Decibel Levels and Perceived Volume Change
Here is information about decibel levels and perceived volume change. Here’s the quick read info, with supporting documentation below.
- 3dB = twice the power
- 6dB = twice the amplitude
- ~10dB = twice the perceived volume
- Adding up two 12dB noise sources will get you, on average, 15dB (which will not sound twice as loud)
I was working with a sound engineer and asked for a level to be dropped 3db. Their reply was “so you want it half as loud?” and I said “No, 3db” which was countered with “3db is half the volume”. So that’s what prompted me to look into decibel changes and how that translates to our real world perception.

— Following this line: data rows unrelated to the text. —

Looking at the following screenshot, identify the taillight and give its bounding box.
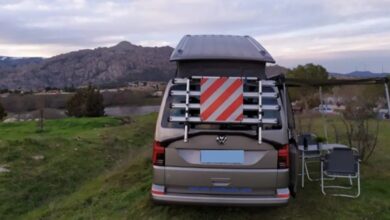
[278,144,290,169]
[152,141,165,166]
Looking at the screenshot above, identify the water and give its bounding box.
[104,105,160,116]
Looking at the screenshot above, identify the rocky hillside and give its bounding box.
[0,41,296,90]
[0,41,175,89]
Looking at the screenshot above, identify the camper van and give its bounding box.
[151,35,298,205]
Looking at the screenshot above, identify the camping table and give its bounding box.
[298,144,348,188]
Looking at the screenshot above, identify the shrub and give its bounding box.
[343,98,379,162]
[0,103,7,120]
[66,85,104,117]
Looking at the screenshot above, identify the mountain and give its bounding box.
[329,71,389,79]
[265,65,289,77]
[0,56,43,74]
[0,41,175,89]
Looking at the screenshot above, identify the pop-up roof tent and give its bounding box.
[170,35,275,79]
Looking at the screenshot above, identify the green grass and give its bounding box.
[0,114,390,219]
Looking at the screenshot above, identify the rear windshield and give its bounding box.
[161,84,282,130]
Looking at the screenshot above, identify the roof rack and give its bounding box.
[169,76,281,144]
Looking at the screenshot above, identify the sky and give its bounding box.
[0,0,390,73]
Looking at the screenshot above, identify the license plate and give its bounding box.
[200,150,244,164]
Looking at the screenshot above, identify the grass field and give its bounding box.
[0,114,390,219]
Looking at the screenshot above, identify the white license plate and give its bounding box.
[200,150,244,164]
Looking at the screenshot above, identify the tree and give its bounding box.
[287,63,329,110]
[0,103,7,120]
[66,85,104,117]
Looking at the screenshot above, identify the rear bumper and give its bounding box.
[152,193,289,206]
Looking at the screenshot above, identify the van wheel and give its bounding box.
[289,143,299,198]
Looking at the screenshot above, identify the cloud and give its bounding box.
[0,0,390,71]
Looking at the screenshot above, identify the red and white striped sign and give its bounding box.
[200,77,243,122]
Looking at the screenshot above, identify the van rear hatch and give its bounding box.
[157,79,282,196]
[165,135,278,195]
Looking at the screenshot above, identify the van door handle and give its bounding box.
[213,182,230,187]
[210,178,230,187]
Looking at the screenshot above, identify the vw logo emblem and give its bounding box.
[216,135,227,145]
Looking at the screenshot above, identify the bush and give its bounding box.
[66,85,104,117]
[0,103,7,120]
[343,98,379,162]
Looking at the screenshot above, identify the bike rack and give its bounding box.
[169,76,281,144]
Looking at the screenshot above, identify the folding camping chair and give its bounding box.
[298,133,321,188]
[321,148,360,198]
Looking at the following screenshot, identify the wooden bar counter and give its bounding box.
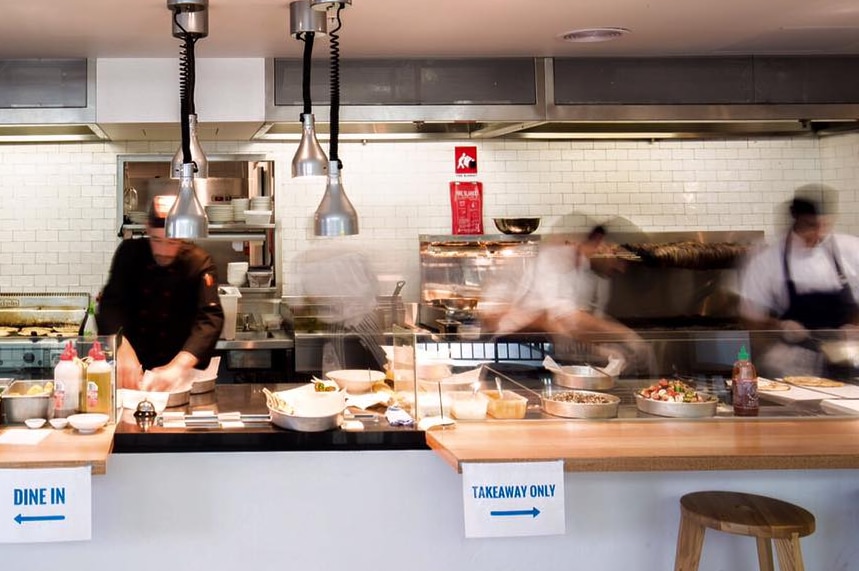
[427,418,859,472]
[0,424,116,475]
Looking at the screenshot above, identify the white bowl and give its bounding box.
[48,418,69,430]
[69,412,109,434]
[325,369,385,395]
[245,210,271,224]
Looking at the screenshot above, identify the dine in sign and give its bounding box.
[0,466,92,543]
[462,460,566,537]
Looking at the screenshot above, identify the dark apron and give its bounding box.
[781,234,859,329]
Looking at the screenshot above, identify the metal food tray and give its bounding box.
[635,392,719,418]
[541,391,620,418]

It is true that to increase a volume level by three db requires twice the power, which I think is where the confusion is. A doubling in power does not equal a doubling in audio perception.
It was determined many years ago in controlled audibility testing, that the following rules were generally accurate among the population:
- 6dB SPL increase is perceived as an approx. 50% increase in volume by a sample group.
- 10dB SPL increase is perceived as an approx. 100% increase in volume by a sample group.
A 3dB increase is twice as loud, in that increasing the level by +3dB by definition means twice as much audio energy is now being pumped into the room – well, actually 1.995 times as much, thanks to the wonders of logarithms. But the human ear’s response is also logarithmic, so twice the energy does not sound like twice the volume.
There is, of course, no clear point where anybody’s going to say “ah, that’s now precisely double as loud as it was before”; there’s no little mental VU meter needle. But the general rule of thumb is that people tend to call a 10X, or 10dB, increase in audio power “twice as loud”, if you insist that they indicate such a point, and this is backed up by neurological studies.
Every little 1dB step along the way, though, is noticeable (the general rule of thumb is that people can consciously notice a 1dB volume change, though a somewhat smaller increase in volume commonly causes people in both blind tests and hi-fi stores to think they’re now listening to a better system…), and having a whole lot of amplifier watts on call both makes sure that you’ve got headroom for sudden loud events and enough power to make the subwoofer shake the floor correctly.
For the super geeks, here’s the math:
For doublng of amplitude:
6dB: 20 * log10(2/1) = 20 * 0.3 = 6
In application, this has always held true as long as the vector of both correlated(in phase) SPL sources were localized to within a small proportion relative to the wavelengths examined). Sound pressure change is only an amplitude change.
Here is an easily illustrated electrical example of double amplitude = double power:
V * I = W(power)
Assume a 10 volt peak to peak AC signal @ 10 amperes/current.